Recorro con la mirada el avión y a sus pasajeros, a pesar de que la auxiliar de vuelo de antes empieza a gritarme que me vuelva a sentar. No sabría decir si el atacante está dentro del avión o en alguna otra parte en tierra firme, pero no creo que tenga tiempo de encontrar al culpable y enfrentarme a él.
No nos hemos enderezado; seguimos cayendo en picado y tengo revuelto el estómago, como si se me fuera a salir por la boca.
La magia atacante está por todas partes y cada vez se vuelve más fuerte. Parece una nube de color índigo cuyas grandes columnas de humo oscurecen la cabina. Nadie más parece darse cuenta de ello, lo que significa que es probable que yo sea la única sobrenatural a bordo y puede que la única capaz de hacer algo para detenerlo.
Ignoro a la auxiliar de vuelo, que sigue gritándome, y me centro en mi poder para dejarlo salir a la superficie. Lo noto hacer presión por debajo de mi piel y trago saliva, el corazón me sigue latiendo desbocado por los nervios. Me encanta la magia, disfruto la libertad y la fuerza que me otorga, pero siempre siento una punzada de terror al saber que algunos recuerdos se desvanecerán cada vez que la use…, y no soy yo quien elige cuáles.
No tengo ingredientes mágicos para mitigar el coste de esta magia, nada salvo el propio encantamiento. Por lo que sea, a los conjuros les gusta lo pulcras que son las rimas.
—Convoco mi poder y repelo este ataque —digo mientras reúno mi poder—. Que expulse al enemigo y su magia socave.
Abro los ojos mientras la magia sale de mí. Su tono naranja pálido recuerda a las nubes del atardecer y, cuando se encuentra con la magia azul oscuro, solo refuerza el efecto: los dos poderes enfrentados parecen el día dándole paso a la noche.
Mi magia me libera del atacante del torso y, poco a poco, pero con seguridad, lo expulsa de la cabina. No aparto la mirada hasta que la última estela se escabulle por los conductos de ventilación y se arremolina en las ventanas.
Una vez que se ha desvanecido, cojo aire, temblando aún, y hundo los hombros cuando el avión se endereza. A mi alrededor, los pasajeros parecen relajados. Luego aprieto los dientes cuando siento un leve tirón en la cabeza. Es la única señal de que debo de haber perdido un recuerdo.

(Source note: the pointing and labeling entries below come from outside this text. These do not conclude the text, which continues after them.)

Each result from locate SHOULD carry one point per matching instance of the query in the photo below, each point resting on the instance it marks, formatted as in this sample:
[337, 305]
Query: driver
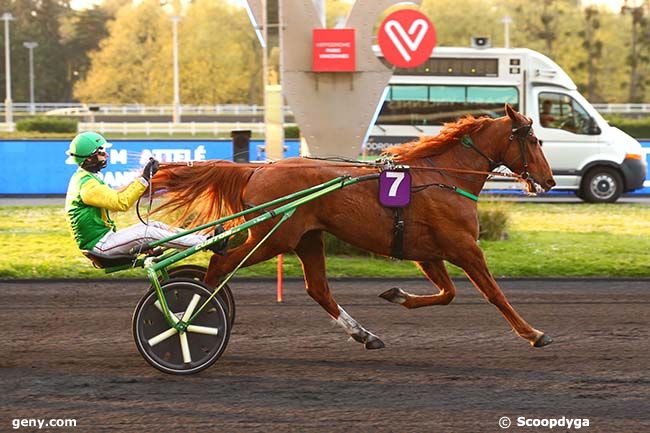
[89, 201]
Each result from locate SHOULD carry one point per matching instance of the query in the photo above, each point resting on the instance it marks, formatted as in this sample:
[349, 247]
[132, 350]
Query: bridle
[521, 133]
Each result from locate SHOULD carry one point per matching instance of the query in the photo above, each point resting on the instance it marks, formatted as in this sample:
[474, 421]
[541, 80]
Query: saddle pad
[395, 188]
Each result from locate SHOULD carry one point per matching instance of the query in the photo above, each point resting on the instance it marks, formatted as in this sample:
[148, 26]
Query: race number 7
[398, 177]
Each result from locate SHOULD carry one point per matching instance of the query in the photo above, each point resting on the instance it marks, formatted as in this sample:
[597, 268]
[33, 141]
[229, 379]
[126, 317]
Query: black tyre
[205, 339]
[601, 185]
[196, 272]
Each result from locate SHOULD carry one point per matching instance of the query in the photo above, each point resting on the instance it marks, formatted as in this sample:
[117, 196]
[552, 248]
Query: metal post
[320, 7]
[273, 100]
[177, 98]
[30, 46]
[6, 17]
[507, 20]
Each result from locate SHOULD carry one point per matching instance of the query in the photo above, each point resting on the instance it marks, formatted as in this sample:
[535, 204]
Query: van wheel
[601, 185]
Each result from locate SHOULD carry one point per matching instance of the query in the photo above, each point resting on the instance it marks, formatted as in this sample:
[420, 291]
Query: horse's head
[523, 153]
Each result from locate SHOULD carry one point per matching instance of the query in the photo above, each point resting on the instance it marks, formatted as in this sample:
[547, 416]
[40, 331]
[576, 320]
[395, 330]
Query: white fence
[623, 108]
[170, 128]
[74, 108]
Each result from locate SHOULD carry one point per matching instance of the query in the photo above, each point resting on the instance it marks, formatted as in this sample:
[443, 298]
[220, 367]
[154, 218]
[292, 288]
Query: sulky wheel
[196, 272]
[189, 352]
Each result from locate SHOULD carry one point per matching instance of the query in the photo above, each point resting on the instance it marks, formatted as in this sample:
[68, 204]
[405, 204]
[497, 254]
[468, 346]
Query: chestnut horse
[440, 225]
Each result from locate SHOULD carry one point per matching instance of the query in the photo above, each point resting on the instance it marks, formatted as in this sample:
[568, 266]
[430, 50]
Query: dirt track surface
[67, 352]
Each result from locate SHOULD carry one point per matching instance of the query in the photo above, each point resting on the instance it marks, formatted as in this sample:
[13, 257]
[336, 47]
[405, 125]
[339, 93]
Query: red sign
[334, 50]
[406, 38]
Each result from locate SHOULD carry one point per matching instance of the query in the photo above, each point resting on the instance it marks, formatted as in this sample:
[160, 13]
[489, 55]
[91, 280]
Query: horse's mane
[449, 136]
[201, 192]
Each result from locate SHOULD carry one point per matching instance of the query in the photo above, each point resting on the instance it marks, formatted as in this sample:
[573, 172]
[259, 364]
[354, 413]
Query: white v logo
[397, 35]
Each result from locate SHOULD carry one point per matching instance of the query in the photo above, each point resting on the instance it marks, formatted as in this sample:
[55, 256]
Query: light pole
[506, 30]
[30, 46]
[6, 17]
[177, 98]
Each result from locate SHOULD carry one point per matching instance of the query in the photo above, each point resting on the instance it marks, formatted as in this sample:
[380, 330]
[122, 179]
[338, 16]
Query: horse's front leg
[472, 261]
[221, 266]
[436, 272]
[310, 253]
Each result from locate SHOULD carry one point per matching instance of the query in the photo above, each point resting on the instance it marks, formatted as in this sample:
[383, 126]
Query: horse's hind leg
[436, 272]
[473, 263]
[310, 252]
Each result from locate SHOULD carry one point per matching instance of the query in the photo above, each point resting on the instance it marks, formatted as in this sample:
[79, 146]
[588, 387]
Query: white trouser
[122, 241]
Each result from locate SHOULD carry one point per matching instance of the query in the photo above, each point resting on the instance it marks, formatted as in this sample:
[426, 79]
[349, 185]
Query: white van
[587, 155]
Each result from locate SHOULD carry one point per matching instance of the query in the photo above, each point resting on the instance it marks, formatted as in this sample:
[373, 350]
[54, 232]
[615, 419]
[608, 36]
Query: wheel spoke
[162, 336]
[190, 308]
[174, 318]
[185, 348]
[203, 330]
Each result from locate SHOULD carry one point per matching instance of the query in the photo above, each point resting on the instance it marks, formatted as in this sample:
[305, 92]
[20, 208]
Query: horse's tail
[201, 192]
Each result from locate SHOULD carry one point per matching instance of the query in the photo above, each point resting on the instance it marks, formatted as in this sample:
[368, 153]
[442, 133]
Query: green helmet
[84, 145]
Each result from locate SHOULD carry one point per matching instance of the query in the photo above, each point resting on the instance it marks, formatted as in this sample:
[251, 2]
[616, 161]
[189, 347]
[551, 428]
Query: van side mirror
[594, 129]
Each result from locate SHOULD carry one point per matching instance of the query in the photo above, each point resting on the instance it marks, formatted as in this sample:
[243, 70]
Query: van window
[435, 105]
[560, 111]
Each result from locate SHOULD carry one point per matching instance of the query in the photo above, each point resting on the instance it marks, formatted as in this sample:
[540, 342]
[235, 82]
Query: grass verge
[544, 240]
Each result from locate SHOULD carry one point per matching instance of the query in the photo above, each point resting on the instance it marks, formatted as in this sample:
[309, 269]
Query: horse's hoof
[374, 343]
[394, 295]
[542, 341]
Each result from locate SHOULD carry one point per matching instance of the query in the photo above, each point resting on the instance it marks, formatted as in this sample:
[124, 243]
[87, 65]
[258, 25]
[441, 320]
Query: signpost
[333, 50]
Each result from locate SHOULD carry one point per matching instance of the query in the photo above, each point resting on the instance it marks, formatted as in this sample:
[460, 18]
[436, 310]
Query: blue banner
[42, 167]
[646, 184]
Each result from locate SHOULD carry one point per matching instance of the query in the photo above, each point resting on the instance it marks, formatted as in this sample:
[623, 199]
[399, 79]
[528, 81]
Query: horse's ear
[512, 114]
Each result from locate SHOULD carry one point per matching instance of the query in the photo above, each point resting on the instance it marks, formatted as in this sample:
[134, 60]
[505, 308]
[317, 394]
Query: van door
[568, 133]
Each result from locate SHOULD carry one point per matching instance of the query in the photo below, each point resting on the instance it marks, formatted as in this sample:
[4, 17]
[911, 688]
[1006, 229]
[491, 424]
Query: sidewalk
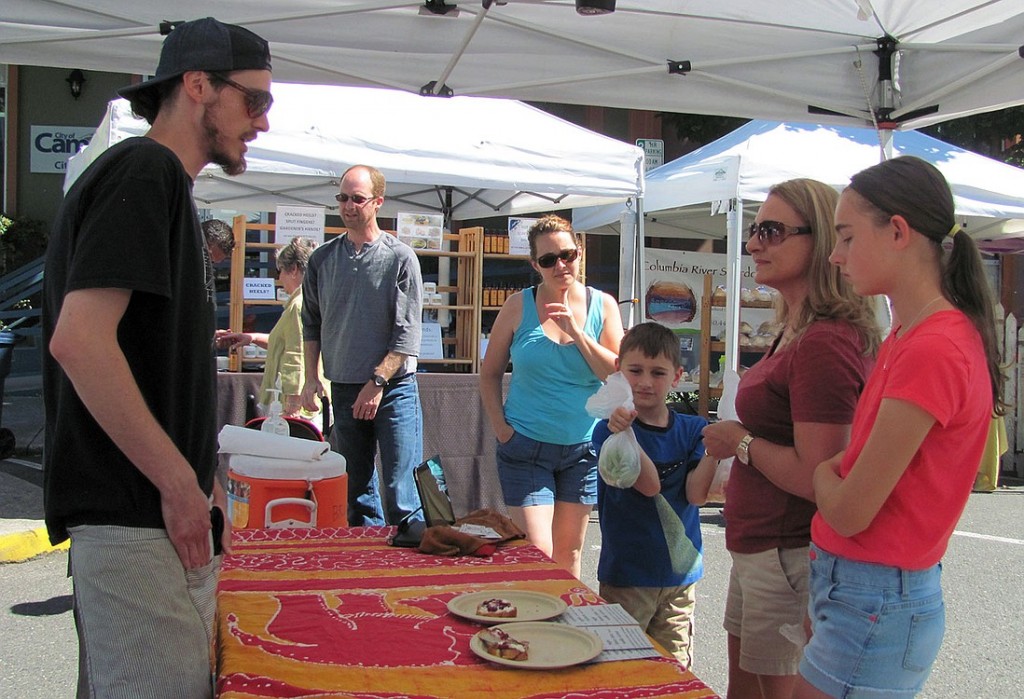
[23, 534]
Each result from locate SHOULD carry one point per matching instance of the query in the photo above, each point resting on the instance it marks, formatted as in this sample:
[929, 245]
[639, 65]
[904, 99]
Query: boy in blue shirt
[650, 532]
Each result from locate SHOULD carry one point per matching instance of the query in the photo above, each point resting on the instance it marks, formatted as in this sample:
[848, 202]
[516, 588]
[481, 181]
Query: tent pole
[734, 223]
[640, 275]
[627, 268]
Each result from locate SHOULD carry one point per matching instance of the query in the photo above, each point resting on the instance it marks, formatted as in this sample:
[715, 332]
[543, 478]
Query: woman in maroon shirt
[796, 406]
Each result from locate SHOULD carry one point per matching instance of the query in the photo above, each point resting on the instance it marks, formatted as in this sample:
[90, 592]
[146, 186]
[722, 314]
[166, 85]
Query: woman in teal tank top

—¡… he dicho que vuelva a su asiento! —chilla la auxiliar de vuelo, que me señala con el dedo y me lanza una mirada que supongo que debería asustarme.
Es demasiado tarde para eso. Ya estoy aterrada.
Sobre mí, la megafonía se enciende.
«Lo siento, amigos. —El piloto suelta una risilla—. Son solo turbulencias. Parece que…»
Mi reina… Te siento…
Mi magia sigue suspendida en el aire, apenas brilla. Pero, mientras la observo, esa pérfida azul vuelve a filtrarse en la cabina.
—No —susurro.
Barre la mía con un débil roce.
Juraría que incluso oigo una carcajada incorpórea.
Sí. Mi reina, ahí estás.
En unos pocos segundos, se entrelaza con mi magia y ambas se mezclan hasta que el color resultante se parece a un moratón.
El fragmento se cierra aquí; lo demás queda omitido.